Holden noted it also is a great family activity—a good thing people can do with their children.
“It provides education about where your food comes from and how it gets to our plate,” she remarked.
“We also wants to encourage families not only to eat meals together, but to prepare meals together.”
Holden thinks a community garden has a lot of potential, and that organizers definitely recognize there’s a need for it in Fort Frances based on rising food costs.
“It’s really important to sustain ourselves and be able to get food without having to rely on grocery stores or it being shipped in from far away. . . .
“We can be a more sustainable community if we have food,” she reasoned.
Gardening also can be a good hobby since it requires people to get outside and get active, Holden added.
The “Community Garden Team” consists of representatives from the Northwestern Health Unit, Northern Community Development Services, Sunset Country Métis, United Native Friendship Centre, Rainy River District Social Services Administration Services, and local gardeners.
But Holden said they’re always looking for additional support and volunteers, whether it’s in-kind donations or gardening expertise.
“Our doors are always open,” she stressed. “If anybody wants more information, they can contact me.
“We’re always happy to have more people on a planning team,” said Holden, who can be contacted at the Northwestern Health Unit office here (274-9827).
“Come spring, it’s really going to be a community project,” she explained. “It’s up to people who want plots to come out and let us know they want them.
“We’ll be there to help people, but the garden’s only going to get planted if community members are wanting it,” she reiterated.
Holden said the Town of Fort Frances is providing a “huge in-kind” donation to the project by providing the property, as well as covering the legal costs for the garden’s liability waiver.
“The Town of Fort Frances, it’s good they’ve taken this opportunity to partner with us and recognize the need for a community garden,” she remarked.
“It’s helpful they’re providing us with [the] property.
“I am really excited with the location,” she added. “The process that we’re going through, although lengthy, will be advantageous to us in the end.
“Although it took a little longer than we were hoping, it will let us use the land a little bit longer, I think.”

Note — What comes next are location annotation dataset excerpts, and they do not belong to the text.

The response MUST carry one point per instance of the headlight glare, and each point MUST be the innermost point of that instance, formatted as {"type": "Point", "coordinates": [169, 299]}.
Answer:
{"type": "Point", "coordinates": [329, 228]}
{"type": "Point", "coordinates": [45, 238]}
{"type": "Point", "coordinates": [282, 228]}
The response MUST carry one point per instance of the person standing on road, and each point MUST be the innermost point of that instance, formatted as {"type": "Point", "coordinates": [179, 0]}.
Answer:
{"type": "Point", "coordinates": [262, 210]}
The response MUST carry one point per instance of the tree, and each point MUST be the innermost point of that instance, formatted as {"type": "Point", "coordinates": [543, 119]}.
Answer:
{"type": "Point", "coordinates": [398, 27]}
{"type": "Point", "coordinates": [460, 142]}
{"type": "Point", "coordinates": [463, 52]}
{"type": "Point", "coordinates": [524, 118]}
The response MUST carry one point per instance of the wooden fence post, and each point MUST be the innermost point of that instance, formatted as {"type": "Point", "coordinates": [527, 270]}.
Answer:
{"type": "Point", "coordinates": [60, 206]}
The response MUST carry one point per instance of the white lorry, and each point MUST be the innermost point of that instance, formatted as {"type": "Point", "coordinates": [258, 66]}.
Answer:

The land will be used for a “trial run” to ensure no adverse affects, and thus the temporary use bylaw as opposed to a permanent rezoning.
Use of the property is subject to terms and conditions, such as the property is to be clean and well-kept, the garden shall be developed at no cost to the town, no activity shall occur after dark, vegetables from the garden shall not be sold from the property or any other location, and no pesticides shall be used, among many others.
The second item addressed at Monday night’s public meeting was a zoning bylaw amendment at 990 Scott St. (Community Living Fort Frances and District) to permit residential use.
According to a preliminary planning report, the proposal is to re-purpose the property and utilize an area once used as an office for residential use, serving as appropriate housing with support for people who may not otherwise be in a position to live independently.
The bylaw relevant to this amendment also will be voted on at council’s Aug. 9 meeting.